As #2634 points out, we can share derivations and builds between Windows and Unix machines. That means we cannot just be like Rust, new Python, etc., and do both types of path correctly and be done with it. We need to also figure out how to put a Windows path in a Unix store, and Unix Path in a Windows store.

2634 handles problems with the path root (/... vs DOS-style C:\... vs UNC \\..\...), this can be just about the encoding. As @conferno points out::

I must explain the constraints which makes difficult using of many imperative languages originated from Unix world as stdenv.shell.

  1. Path is UTF-16 string and this is difficult to avoid, because

    1. we hit 256-byte length limit (I won't go into details now, there are some ways to workarond)

    2. files with names which cannot be represented as UTF-8 could be on disk, after fetchzip or in check phase. stdenv.shell must be able at least cp -r and rm -rf directories which have such files inside.

    Thus, internal representation of paths has to be UTF-16, so neither bash+coreutils nor stock perl nor stock lua would work out of the box :(

To start tackling this issue, I would recommend https://simonsapin.github.io/wtf-8/. Rust uses it too.

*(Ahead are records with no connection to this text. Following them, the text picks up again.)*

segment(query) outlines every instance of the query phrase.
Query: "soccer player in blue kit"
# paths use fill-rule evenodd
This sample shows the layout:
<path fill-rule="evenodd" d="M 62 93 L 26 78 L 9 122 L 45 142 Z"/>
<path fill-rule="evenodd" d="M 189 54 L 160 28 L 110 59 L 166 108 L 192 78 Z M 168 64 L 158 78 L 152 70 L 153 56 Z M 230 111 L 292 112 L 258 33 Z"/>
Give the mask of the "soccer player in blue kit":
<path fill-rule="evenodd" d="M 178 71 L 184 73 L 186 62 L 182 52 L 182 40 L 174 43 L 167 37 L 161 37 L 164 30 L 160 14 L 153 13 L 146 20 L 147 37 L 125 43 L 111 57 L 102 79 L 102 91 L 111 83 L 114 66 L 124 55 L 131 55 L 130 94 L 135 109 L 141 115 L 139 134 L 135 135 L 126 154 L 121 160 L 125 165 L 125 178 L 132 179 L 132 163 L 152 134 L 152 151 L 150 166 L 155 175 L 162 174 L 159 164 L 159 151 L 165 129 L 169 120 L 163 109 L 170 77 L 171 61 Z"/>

It can encode any windows path such that valid unicode is meaning-preserved in both directions, and also round trip. It cannot, however, represent non-UTF-8, non-WTF-8 Unix paths on Windows. We cannot fix that because as Windows uses a fixed-length encoding, there is no more room to represent anything else. Beyond representing foreign paths, this is a good canonical form to ensure that "normal" Windows paths have the same hash.

We can also normalize path separators, since Windows accepts both.

Unix paths that are not well-formed WTF-8 I suggest we just ban. Do they exist already, say in cache.nix.org?

Ericson2314 commented 4 years ago

We can also normalize path separators, since Windows accepts both

In UNC-paths only \ And Windows-native programs like dir, del understand only \ in command-line arguments

Is / an allowed character in filenames though? If not, we can just losslessly convert / to \ on the fly.

The problem with Lua or bash+coreutils (or whatever it be instead them) must do _deletePath staying in UTF-16 when doing recusion and preserve the UTF-16 names between FileFile and RemoveDirectory

So per https://www.lua.org/manual/5.3/manual.html#3.1 strings in Lua can contain arbitrary bytes (even including nulls), so the WTF-8 or even UTF-16 + unpaired surrogates (the original), at the cost of confusing literals, will work fine.

Or course there could be any lossless representation of UTF-16, but it is not part of the interface.

But the canonical form which is hashed is part of the interface. I would hope "clean" ASCII / Unicode relative paths (assuming something like https://github.com/NixOS/nix/issues/2634 where we don't store the /nix/store in derivations) have the same hash. This will make transferring data/builds without self-references (also important cause intentional store) between Windows and Unix much, much easier.

But if you meant all store paths are valid unicode (hashed from utf-8), so UTF-16 is only a concern to the bash + coreutils replacement and not Nix itself, than yes, it is an unexposed implementation detail. :)

stale[bot] commented 3 years ago

I marked this as stale due to inactivity. → More info

stale[bot] commented 2 years ago

I closed this issue due to inactivity. → More info

Ericson2314 commented 2 years ago

Still interested.

Ericson2314 commented 8 months ago

9205 should help with this